Susan Crawford won her seat in 2025 by 9 points on a campaign that named the specific harm—abortion rights, gerrymandered maps—and named the specific people responsible for it. The suppression operation could not manufacture a neighbor, in person, with a true story.

In April 2026, Péter Magyar won the Hungarian election in a landslide. Orbán had controlled 80 percent of traditional media for sixteen years. Russian AI ran coordinated personas on TikTok. Private Facebook networks with 100,000 members flooded the algorithm. Magyar won with YouTube and people knocking on doors in villages Orbán thought were permanently his. The machine could not manufacture a neighbor with a true story and the guts to tell it.
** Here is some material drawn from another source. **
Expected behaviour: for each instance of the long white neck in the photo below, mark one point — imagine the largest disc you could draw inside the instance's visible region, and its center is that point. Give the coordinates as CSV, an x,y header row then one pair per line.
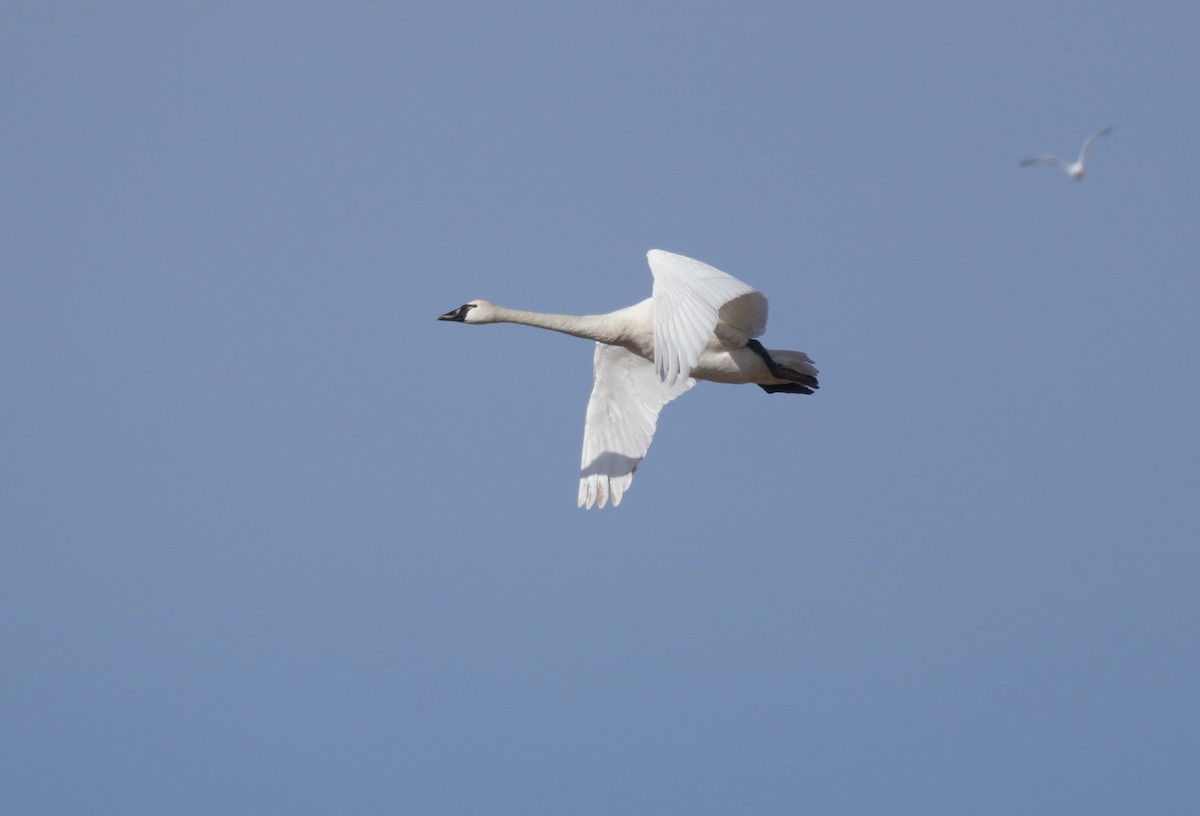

Elizabeth Warren named what that strategy requires at the electoral level. These midterms will be fought over “whether the government is just a toy of the billionaires, or it’s actually a vital force that sets the rules so that working families have a real chance to build a future.” Bernie Sanders introduced a bill to give taxpayers a 50 percent stake in the largest AI companies. Brian Schatz, poised to be the next Senate Democratic whip, said he’s intrigued by public ownership of AI platforms.

Rep. Greg Cesar of the Congressional Progressive Caucus, whose ten-bill affordability agenda explicitly names the villains, has the right idea.

“Trump villainized immigrants, Trump villainized the LGBT community,” he said. “If Democrats want to fight back against that scapegoating, we need to take on the real villains taking your money.”

The obstacles are real. The gerrymandering is real. The election interference operations are already running. The FEC has no quorum, and the Supreme Court is signing off on racial discrimination without bothering to offer a rationale.

Your brain needs to make this attack on our very humanity feel normal. That is what brains do with things they cannot immediately fix. They sand the edges down until the emergency feels like weather. It makes the unpredictable feel inevitable.

Don’t let it. The people who beat Orbán saw his machine clearly and exposed it for their neighbors. The people who elected Susan Crawford over Musk’s placeholder named the villain out loud. The people who will win in November are the ones who understand exactly what they’re up against and knock on a door anyway.

Because the one thing $44 billion+ and a court without a conscience cannot manufacture is a neighbor, in person, with a true story, who keeps showing up.